As always, it's easy to get led astray by the orthodox historians. What with their obsession with "High Status Priests, Rituals and Elites", it's no surprise either. The truly high-status elites, like Druids, went to an extraordinary amount of trouble to keep the teaching and practice of their knowledge and ritual as a verbal tradition. It’s often said that they (like the Druids) had no written language. But this is a misunderstanding of a passing remark by Julius Caesar in his Commentarii de Bello Gallico (Commentaries on the Gallic War). Caesar said the Druids considered it sacrilegious to write down their teachings. He goes on to say :

But for all other purposes they use the Greek alphabet

All of which indicates (at least) a robust trading and communication connection between Britain and the Mediterranean that pre-dates the arrival of the Romans. The Greek and Phoenician alphabets have many similarities. So many that it's an ongoing bunfight in linguistic circles about which one came first.

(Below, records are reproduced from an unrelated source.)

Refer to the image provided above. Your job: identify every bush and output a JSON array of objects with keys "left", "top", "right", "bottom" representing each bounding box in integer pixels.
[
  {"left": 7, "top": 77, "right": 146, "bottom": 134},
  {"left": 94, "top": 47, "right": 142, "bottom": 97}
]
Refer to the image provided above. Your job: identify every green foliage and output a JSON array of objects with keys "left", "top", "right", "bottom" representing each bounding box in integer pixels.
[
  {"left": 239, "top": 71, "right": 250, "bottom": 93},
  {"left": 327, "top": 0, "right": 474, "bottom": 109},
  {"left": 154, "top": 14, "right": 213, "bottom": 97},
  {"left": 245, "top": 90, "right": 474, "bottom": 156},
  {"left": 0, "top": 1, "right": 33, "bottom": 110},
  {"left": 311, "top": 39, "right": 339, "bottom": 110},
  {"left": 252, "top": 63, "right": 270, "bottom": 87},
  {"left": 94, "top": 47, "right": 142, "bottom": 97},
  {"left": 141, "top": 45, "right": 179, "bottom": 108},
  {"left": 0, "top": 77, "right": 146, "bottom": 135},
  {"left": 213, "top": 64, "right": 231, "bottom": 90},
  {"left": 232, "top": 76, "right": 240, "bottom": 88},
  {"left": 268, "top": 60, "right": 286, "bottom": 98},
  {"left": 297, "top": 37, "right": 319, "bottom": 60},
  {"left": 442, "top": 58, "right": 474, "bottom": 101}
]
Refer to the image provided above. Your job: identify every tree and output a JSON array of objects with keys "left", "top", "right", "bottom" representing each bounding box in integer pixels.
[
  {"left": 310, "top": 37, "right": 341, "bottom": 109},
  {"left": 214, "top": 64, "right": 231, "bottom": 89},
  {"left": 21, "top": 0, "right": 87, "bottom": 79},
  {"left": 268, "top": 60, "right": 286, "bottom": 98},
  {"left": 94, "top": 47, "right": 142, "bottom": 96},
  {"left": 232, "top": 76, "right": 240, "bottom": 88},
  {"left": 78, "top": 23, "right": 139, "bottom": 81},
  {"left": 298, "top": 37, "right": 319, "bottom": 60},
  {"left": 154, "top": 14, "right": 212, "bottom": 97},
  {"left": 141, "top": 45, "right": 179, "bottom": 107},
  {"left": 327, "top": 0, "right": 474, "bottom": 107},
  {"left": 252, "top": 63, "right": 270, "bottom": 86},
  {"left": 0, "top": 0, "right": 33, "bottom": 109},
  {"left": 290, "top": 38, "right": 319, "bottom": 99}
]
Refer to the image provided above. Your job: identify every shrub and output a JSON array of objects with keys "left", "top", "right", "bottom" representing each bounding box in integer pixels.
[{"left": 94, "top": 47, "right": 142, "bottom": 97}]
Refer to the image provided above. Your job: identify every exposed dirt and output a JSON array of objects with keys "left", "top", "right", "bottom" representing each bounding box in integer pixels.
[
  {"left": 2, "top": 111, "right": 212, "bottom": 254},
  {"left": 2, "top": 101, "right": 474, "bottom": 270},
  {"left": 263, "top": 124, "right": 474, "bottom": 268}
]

Maybe the highest-status folks in ancient Phoenicia did the same as "our" Druids. From whence we have the traditions of Hiram King of Tyre, whose people had the skills and expertise to be the actual builders of King's Solomon's Temple, but it seems how they did it was never written down. We can find distant fragments of that in Freemasonry's verbal ritual.

Whereas more ordinary folks get on with life, trading and accounting. I would suggest that the Phoenician alphabet was created by practical folks who needed to keep track of everyday things. Like stock control, shipping inventories, land surveying records, and so on. As such, Phoenician traders would of necessity have spread the use of an alphabet along with their trade across the Med and the Western Atlantic seaboard. Maybe places like Mount Batten in Plymouth were the first places a recognisable alphabet reached Britain, with bills of sale for trade goods?

I don't think it's any coincidence that the first organisation in Britain to build what we would recognise as a truly usable computer was Lyons, a British restaurant chain involved with retail tea shops, hotels and manufacturing. Their computer was called LEO (Lyons Electronic Office), and used for accounts, payroll, stock control, order processing, logistics, etc.